Lordie — twenty days at this — no wonder I’m so tired! I might take my first “night off” on Saturday night just to drive to get me properly set up to start on Oklahoma on Sunday. We’ll have to see where I end up by then. I made some good progress today and should be able to wrap up Fort Worth in the morning and move westward. Today, I started on Pack #5 (of a total of 6 for TX) so I might be able to get that one done in the next two days. I think #6 is mostly Western TX which will have to wait until next year.
The first four hours or so were grey skies. I can’t complain I guess after about 4 gloriously sunny days. But still, lots of notes-to-self on my lists today “reshoot in sun”. I usually don’t include the duddy ones here or at Flickr so you don’t really get to see the painfully colorless stuff.
I found streams & puddles here and there for the dogs. At one point, the noses were frantically in the air and I had no idea where the water was. But I know that look and so I followed the directions the noses were pointing and sure enough they led me to a great river behind all the touristy crap of the Fort Worth stockyards. So the dogs got cooled off and some good running in at the end of the day. I always feel good about that after they’ve toughed it out with me in the 85+ temps in the van all day.
Tons of photos to post — feeling pretty wasted — so… let’s start with a Dallas discovery this morning. This little place caught my eye and I wondered — could it be a Valentine diner? Seemed about the right size and the pylon about right.
Went inside — and sure enough — no stools or counter — but the original cabinetry:
and the give-away — the money box by the door (painted over a number of times here). The KSHS website describes it better than I can: “a small wall safe located just inside the door…. Operators would put a percentage of each day’s profits in the wall safe, and a Valentine representative would make regular rounds, removing the payment from each diner on the route. Wall safes were phased out on new models by around 1960. ”
http://www.kshs.org/p/identifying-valentine-diners/10397
This one is not on the KSHS list — but this might help you scout some out in your neck of the woods (or travels):
http://www.kshs.org/p/find-valentine-diners-in-other-states/10508
In Irving — this building was vacant so I doubt this sign will be around much longer. Too busy of an area with fast food joints, etc. all over for it to linger like some signs do:
There are loads of signs & a great theatre to shoot in Grand Prairie. You don’t want to miss Theo’s Drive-in or the Uptown Theatre or the Party Times/Ritz signs. The Tradewinds, the BC Furniture signs, etc. I’ve posted a number of them at my site & Flickr — so I’ll include some that I haven’t shot before:
Maybe just a couple from the Ritz/Party Times place:
A couple more from Grand Prairie. Very nice hand-painted sign for a tire shop:
And just a reminder — if you haven’t filed your taxes yet… I have a tradition of shooting one of those dancing Liberty Tax costumed people every spring during these trips. So here’s a little something different. The Statue of Liberty is one of those inflatables:
Moving on to Arlington. This sign was saved from a car dealership at is now installed in Vandergriff Park:
Here’s a vintage photo of the place & sign from the nearby plaque. It’s too bad they didn’t save the ring around the sign — really needs that. The building is gone:
Haltom City — lots of great stuff:
The jaggedy glass around the pylon must have been neon arrows:
A two-fer — neat arrow, neat canopy. Never seen any others like these:
I’ve never seen a cruller-style donut sign before either:
And finally from Fort Worth. This sign was probably always for a used car dealership — but the text and color surely not original:
This one from downtown — the store is vacant which means this sign will probably disappear soon. It looks like a 1950s sign that tried to imitate 1930s sort of Art Deco flourishes:
A couple from the Fort Worth Stockyards — old ghost signs…

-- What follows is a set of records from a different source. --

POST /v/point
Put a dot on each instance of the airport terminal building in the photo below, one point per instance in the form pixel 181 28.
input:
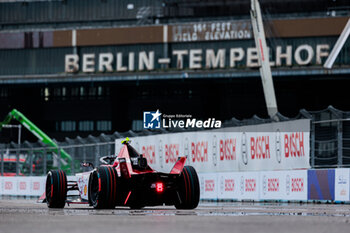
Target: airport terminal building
pixel 81 67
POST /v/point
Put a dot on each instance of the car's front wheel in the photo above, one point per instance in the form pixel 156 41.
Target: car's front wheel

… right next to a nicely done modern mural — which could be an enhanced version of an older ad — don’t know & no energy to do the research right now. I do know that the Maverick store is still there:
This one’s gotta be new, right? I’m losing all ability to tell anymore with so many fakes & re-dos on this trip. But it’s a charmer either way — and an interesting method of attachment to the building:
Last one — a Fort Worth mystery. I asked the girl at the Smith Tree Service & Garden Center — but she’d only been working there a few days & didn’t know the story of the plane. Fort Worthians, can you explain this? I’ve read that there was a gas station here at some point — but don’t know if that was the original site occupant or if it had anything at all to do with the plane:
Just a couple quickie reminders for those of you that are newbies to this blog. All the photos are “clickable” (when you click on them, you get a bigger version). And if you’re ever trying to find something again, just about all of these photos are posted to the roadsidenut Flickr account. So you can search for things with key words there and then click on the link in the caption to find the associated blog post:
I usually post the photos to that Flickr account in the morning or sometimes the next day — so it’s slightly behind the actual blog post.